Su anfitrión, un hombre mayor llamado Fellowes, corría mayor peligro que Reade en cuanto a la posibilidad de que lo ascendieran al empleo de almirante, pues su nombre figuraba entre los primeros de la lista de capitanes de navío, de tal forma que la siguiente hornada de almirantes que verían su nombre escrito en la lista de oficiales de la Armada probablemente lo incluyera en calidad de contraalmirante de la escuadra azul, a menos que por alguna terrible desdicha lo destinaran a la amarilla, sin pertenencia a ninguna escuadra en concreto y, por tanto, sin mando. No obstante, cabía la posibilidad de que se diera tan innombrable desventura, después de todo. El desdichado teniente de señales del
Thunderer
, que ahora estaba confinado en su cabina, había despertado una ira perfectamente justificada en las personas de dos eminentes caballeros: en primer lugar, el hijo de un antiguo primer lord del Almirantazgo y hermano del actual ocupante de tan temida oficina. En segundo lugar, en la persona de un
tory
, miembro del parlamento por Milport. Quizás el capitán Aubrey no representara más que a un puñado de burgueses, todos ellos arrendatarios de las tierras de su primo (era un asiento familiar), pero su voto en la Cámara contaba tanto como el de cualquier otro miembro del país. La ira de cualquiera de estos caballeros bastaría para teñir de amarillo un ascenso al empleo de almirante.
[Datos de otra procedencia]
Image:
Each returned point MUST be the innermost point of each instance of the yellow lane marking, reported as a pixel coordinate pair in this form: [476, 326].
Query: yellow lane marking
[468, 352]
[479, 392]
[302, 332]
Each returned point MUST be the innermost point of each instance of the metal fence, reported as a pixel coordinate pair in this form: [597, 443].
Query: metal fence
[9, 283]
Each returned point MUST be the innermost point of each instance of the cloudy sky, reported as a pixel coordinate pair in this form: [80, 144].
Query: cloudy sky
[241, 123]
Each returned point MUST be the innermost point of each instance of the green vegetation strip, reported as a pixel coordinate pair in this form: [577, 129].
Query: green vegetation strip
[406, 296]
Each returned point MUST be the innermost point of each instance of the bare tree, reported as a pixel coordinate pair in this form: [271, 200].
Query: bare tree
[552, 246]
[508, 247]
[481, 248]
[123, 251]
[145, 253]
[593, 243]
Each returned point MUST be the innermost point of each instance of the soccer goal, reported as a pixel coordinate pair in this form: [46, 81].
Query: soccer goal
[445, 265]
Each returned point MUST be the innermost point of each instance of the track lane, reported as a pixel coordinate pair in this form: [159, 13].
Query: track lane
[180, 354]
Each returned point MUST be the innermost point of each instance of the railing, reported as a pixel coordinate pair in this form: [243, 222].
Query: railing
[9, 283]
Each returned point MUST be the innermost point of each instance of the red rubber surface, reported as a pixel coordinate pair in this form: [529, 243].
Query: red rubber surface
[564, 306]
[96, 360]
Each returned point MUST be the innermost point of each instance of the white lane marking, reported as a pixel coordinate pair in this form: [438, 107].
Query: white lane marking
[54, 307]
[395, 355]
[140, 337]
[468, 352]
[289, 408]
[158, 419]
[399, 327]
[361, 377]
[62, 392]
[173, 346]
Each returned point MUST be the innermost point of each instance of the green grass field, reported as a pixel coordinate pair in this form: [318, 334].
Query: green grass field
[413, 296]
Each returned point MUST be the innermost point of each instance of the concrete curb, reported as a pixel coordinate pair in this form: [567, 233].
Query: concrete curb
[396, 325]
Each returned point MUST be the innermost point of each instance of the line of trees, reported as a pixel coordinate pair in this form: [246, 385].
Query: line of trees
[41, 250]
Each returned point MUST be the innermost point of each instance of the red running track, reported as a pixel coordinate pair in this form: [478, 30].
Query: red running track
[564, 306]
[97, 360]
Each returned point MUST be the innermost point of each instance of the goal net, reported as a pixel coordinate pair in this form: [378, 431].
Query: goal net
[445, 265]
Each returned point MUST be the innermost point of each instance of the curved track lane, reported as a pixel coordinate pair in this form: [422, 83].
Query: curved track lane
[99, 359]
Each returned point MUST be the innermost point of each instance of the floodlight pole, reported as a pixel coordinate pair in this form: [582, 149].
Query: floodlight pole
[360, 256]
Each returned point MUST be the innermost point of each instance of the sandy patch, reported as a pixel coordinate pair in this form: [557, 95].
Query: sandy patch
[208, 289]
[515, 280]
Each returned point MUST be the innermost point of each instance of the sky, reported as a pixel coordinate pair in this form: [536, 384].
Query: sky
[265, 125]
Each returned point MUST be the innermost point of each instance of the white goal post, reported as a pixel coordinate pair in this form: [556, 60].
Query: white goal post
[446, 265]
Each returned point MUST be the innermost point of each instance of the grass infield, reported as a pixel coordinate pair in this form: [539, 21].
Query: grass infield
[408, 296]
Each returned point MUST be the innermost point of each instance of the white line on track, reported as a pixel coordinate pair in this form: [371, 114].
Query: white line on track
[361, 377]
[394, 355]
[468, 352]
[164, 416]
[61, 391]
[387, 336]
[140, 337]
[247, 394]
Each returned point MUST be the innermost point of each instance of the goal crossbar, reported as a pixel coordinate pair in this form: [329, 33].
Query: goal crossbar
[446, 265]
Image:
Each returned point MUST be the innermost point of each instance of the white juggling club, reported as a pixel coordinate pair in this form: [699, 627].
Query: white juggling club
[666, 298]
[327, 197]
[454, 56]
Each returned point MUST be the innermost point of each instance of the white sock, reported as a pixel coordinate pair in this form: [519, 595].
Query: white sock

Y además estaba ese tal doctor Maturin, por el cual había preguntado con curiosa insistencia el oficial del Almirantazgo que viajaba rumbo a Gibraltar a bordo del
Thunderer
. ¿No era el mismo caballero al que se recurrió en una ocasión para que visitara al príncipe William?

El capitán Fellowes recibió a sus invitados con toda la cordialidad del mundo, con disculpas, explicaciones y una mesa dispuesta para el desayuno alfombrada con toda la suerte de artículos de lujo que sólo un barco que ha partido hace unos días de puerto podía ofrecer: filetes de ternera, chuletas de cordero, beicon, huevos preparados de formas variadas (al punto, crujientes o tostados), champiñones, salchichas de cerdo, pastel de ternera y jamón, mantequilla y leche frescas, una crema si cabe más fresca, té y cacao. Todo exceptuando el café que tanto ansiaban los paladares de Jack y Stephen.

—Supongo que no habrá tenido ocasión de disfrutar del ejemplar más reciente del
Proceedings of the Royal Society
. Tengo uno en mi cabina, recién salido de imprenta, y créame si le digo que me encantaría mostrárselo —dijo el señor Philips, el oficial de chaqueta negra del Almirantazgo que se sentaba junto a Stephen. Éste se lo agradeció mucho y admitió que sería un placer, ante lo cual el señor Philips añadió—: ¿Me permite servirle uno de esos arenques ahumados, señor? Son insólitamente grasos.

—Es usted muy amable, señor —dijo Stephen—, pero creo que debería contenerme. No hará sino acrecentar mi sed. —Y en tono moderado y confidencial (de hecho, se conocían lo bastante bien como para hablar de esa forma), añadió—: ¿No van a servir ni una sola gota de café?